I ended up spending a fair amount of my day at various ballparks. In San Francisco and Houston as Spiff Jr's Phillies and Pirates took on the Giants and Colt .45's in our 1964 Strat-O-Matic season replay. At Elysian Fields as Spiff Jr and his 2004 Rangers played exhibition games against the 1954 Giants and 1962 Senators. Perhaps the most enjoyable, at Field #4 as the family traveled down to the local park for some outside time. Spiff Jr and his team have tournament coming up so he went through his paces behind the plate while his sisters rode scooters alongside the field.

I think I probably had almost as much fun as Jack Peel is having on this severely mis-cut copy of card #20 of the 1990 Star Charlotte Rangers team set. I have no idea why the scanner read the border the way it did, it's actually a dark blue like the rest of the set.

Jack Peel started his professional baseball career in 1986 with the White Sox organization. I'm not sure how he moved over to the Rangers but by 1990 he had yet to play above Single A and Chicago gave up on him.

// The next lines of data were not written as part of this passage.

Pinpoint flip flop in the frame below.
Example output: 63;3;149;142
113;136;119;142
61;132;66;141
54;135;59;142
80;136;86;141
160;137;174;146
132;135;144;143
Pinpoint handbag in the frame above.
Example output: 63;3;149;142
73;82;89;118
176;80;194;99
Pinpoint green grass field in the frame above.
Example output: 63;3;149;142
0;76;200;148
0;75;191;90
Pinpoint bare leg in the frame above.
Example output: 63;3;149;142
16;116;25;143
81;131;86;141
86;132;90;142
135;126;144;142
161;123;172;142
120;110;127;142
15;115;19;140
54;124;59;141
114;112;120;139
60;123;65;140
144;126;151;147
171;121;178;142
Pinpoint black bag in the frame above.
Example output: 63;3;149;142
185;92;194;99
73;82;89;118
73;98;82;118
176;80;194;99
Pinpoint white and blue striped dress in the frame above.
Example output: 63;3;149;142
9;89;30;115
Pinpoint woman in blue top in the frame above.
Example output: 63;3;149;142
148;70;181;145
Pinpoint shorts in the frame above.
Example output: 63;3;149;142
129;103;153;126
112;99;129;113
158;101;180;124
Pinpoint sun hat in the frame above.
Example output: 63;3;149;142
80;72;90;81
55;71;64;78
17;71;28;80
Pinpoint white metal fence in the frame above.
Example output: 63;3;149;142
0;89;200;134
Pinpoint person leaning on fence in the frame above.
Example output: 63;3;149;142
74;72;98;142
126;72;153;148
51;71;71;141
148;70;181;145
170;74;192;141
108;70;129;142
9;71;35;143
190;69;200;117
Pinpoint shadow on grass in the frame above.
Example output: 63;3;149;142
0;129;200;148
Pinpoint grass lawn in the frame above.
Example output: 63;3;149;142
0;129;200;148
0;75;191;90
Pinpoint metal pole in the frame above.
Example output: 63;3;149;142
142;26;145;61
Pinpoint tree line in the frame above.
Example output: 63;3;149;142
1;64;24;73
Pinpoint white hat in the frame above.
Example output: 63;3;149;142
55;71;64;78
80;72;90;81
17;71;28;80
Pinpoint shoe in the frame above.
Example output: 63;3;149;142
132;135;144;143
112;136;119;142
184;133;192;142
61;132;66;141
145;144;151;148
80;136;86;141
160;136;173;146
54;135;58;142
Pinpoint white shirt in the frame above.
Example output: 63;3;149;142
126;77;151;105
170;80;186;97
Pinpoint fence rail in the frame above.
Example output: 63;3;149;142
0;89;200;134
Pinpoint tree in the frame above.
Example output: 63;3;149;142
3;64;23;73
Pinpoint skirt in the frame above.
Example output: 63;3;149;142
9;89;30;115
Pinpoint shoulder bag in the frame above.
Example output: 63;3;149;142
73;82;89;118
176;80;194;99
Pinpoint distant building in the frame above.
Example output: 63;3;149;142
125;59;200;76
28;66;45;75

Peel spent the 1990 season with the A+ Charlotte Rangers, appeared in 87 games for Charlotte, and did indeed spend most of his time in the outfield as indicated on the front of his card. He committed two errors out there and ended the season with a .982 fielding percentage. Jack also appeared in one game each at first base and as a pitcher. He gave up a hit and a walk along with an earned run in one inning pitched to end the season with a 9.00 ERA and a 2.000 WHIP.

Jack made 299 trips to the plate in 1990 and posted a .229 batting average and a .291 on-base percentage. He did hit 14 doubles, two triples, and eight home runs but struck out 43 times while walking just 20.

Unfortunately for Jack Peel, his offensive numbers actually dropped from his 1989 totals back into the neighborhood of his 1988 numbers. Apparently Texas decided they would stay there and they had seen enough of Jack Peel. 1990 would be Peel's last season in professional ball.